A century ago, the World Government  convinced the citizens of the world to download their minds into the Internet, leaving their bodies floating in stasis tanks. Now Sergeant First Class (Ret.) Scott Douglas was free to read a book in peace. Then the Internet went down. Without it regulating their brains, humanity would be dead in a matter of days. 

In 2007, I was stationed in Fort Gordon, GA as a 20-year-old private first class. A Staff Sergeant named Tony found me during the day and asked if I wanted to go to Atlanta with a tour group and see the Martin Luther King Junior Memorial site where he was buried. There was a flame signifying freedom that was forever burning in between his grave and Coretta Scott King. We saw Ebenezer Baptist Church where he preached and explore the local culture and see things in person that I only got to read about.

Along with that pursuit of culture, I had a copy of the complete works of Edgar Allan Poe and read one short story before I went to bed. Like most other things in my life, I was inspired by the Simpsons. Homer reenacted the text of the poem, and it introduced me into his greater body of work.

I joined the Fort Gordon Dinner Theatre as the spotlight guy. There was a play called Meshuggah-Nuns, about wacky nuns on a wayward cruise. I got to work the show, get a free meal, and experience more culture. I got to feel that there is something more than just partying and trying to meet pretty girls and there is a nugget of self-expression trying to get out there. Life could be more than bragging about your hangover.

I went home on leave, and my parents took me to the Indianapolis Art Museum. I had never been to such a place before. I remember looking at beautiful paintings and feeling a sense of love for the work that was in front of me and for the environment that promoted art and expression and individual thinking and countercultural ideas. Not even necessarily that I bought into those ideas, but that those ideas exist and can exist without fear of rapprochement? That's where Art Museum was for me. That contrasted with my time in uniform up to that date, where individuality was a dirty word. But at the same time, in the military, the protection of the freedom of speech was a gospel all by itself. The military serves to protect that concept, but it does not embrace that concept for its own culture. It looks at that concept with reverence as an ideal to uphold for others, not for the common soldier. It makes sense, because the common soldier must fit into a mold, and common soldier's purpose is to do as they're told and do it quickly. But at the Indianapolis Art Museum, I got to see the ideals that we were protecting. I got to see a world that I only dreamed about as a kid in the trailer park. I got to see people doing what they want, saying what they want, and as a soldier I was made to believe there's nothing higher than the ability to speak forth your thoughts into existence unfettered. I couldn't verbalize it at the time, I was all of 20. So, I turned to my mother, and I simply said thank you for bringing me here.

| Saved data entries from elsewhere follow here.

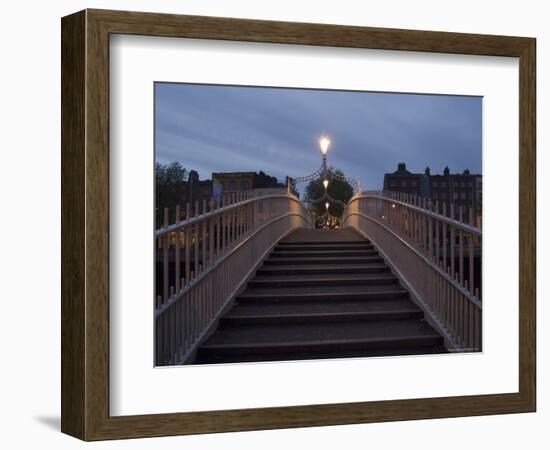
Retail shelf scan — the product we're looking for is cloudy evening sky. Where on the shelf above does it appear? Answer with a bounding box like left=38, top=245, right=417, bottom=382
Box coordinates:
left=155, top=83, right=482, bottom=190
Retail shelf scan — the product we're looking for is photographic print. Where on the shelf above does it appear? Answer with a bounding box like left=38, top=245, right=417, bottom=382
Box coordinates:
left=152, top=82, right=483, bottom=366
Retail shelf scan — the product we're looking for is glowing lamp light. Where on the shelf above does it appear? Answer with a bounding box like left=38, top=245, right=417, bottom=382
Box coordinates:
left=319, top=136, right=330, bottom=156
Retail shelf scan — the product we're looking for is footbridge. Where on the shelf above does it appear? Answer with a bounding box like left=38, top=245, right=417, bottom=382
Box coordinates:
left=155, top=191, right=482, bottom=365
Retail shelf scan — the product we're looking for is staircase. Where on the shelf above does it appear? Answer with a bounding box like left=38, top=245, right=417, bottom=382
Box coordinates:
left=195, top=229, right=447, bottom=364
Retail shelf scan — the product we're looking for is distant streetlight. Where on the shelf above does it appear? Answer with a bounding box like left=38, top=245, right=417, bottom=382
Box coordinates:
left=319, top=136, right=330, bottom=156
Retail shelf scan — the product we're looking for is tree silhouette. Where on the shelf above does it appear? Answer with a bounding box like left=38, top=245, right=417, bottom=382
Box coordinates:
left=155, top=161, right=189, bottom=228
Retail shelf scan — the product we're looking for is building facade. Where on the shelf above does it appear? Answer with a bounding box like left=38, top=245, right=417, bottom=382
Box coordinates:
left=384, top=163, right=483, bottom=216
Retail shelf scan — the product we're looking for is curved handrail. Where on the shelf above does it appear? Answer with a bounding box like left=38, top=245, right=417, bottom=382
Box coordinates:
left=348, top=192, right=482, bottom=351
left=155, top=192, right=307, bottom=238
left=155, top=213, right=311, bottom=317
left=350, top=193, right=482, bottom=237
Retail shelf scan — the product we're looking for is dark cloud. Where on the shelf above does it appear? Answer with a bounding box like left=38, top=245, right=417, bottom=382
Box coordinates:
left=155, top=83, right=482, bottom=189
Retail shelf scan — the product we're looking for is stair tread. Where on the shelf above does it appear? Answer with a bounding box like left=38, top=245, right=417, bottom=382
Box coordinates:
left=225, top=299, right=421, bottom=317
left=259, top=262, right=389, bottom=272
left=275, top=241, right=374, bottom=251
left=238, top=284, right=407, bottom=298
left=271, top=249, right=378, bottom=258
left=201, top=319, right=440, bottom=349
left=195, top=344, right=449, bottom=364
left=264, top=255, right=382, bottom=265
left=251, top=273, right=397, bottom=283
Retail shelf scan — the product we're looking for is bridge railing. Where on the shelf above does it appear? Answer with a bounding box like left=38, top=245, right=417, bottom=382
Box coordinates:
left=343, top=192, right=482, bottom=351
left=155, top=192, right=312, bottom=365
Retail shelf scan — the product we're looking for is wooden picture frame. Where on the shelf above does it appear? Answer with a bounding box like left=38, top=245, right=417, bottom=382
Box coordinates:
left=61, top=10, right=536, bottom=440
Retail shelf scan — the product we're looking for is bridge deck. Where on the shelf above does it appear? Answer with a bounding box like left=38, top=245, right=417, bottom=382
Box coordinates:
left=195, top=229, right=446, bottom=364
left=281, top=228, right=365, bottom=244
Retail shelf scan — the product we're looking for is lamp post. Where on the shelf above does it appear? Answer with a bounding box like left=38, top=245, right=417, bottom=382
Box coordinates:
left=287, top=134, right=361, bottom=225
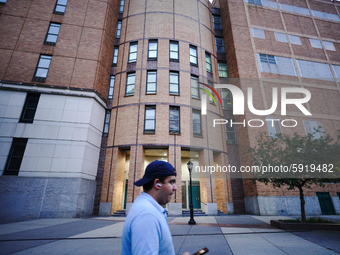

I took that broadening of my horizon back to Fort Gordon. There was this little place on post called the Huddle House, and it was a little greasy spoon diner, like a Waffle House. It's almost beat for beat the same thing, just a different name. So often I would walk down there for my barracks. I just sat in the Huddle house and wrote in my notebook. That was where I wrote the first draft of 'The Forever Sleep.'

The character of Scott G Douglas was acerbic and gruff and rough around the edges. He reflected my feelings on conformity against individuality in the military at the time. I was feeling out of context and alone in the sea of people doing a different thing. In the opening of the book, Scott G Douglas is walking around checking stasis tanks, surrounded by people. They are plugged into this whole other world that he couldn't access, and I felt the same. I wanted to be an artist, but I was a soldier. While the two can overlap, there's a lot of friction there.

There is a longing in Scott's journals throughout the piece because he misses that sense of community. At the time, while I was a part of something, I was so recently pulled out of my initial community. I left the trailer park for the army, and I, much like Scott, went on a path by myself, while everyone back home were plugged into this whole other world. Going on leave to see my family was always like crossing between two parallel dimensions, where the cultures are so vastly different.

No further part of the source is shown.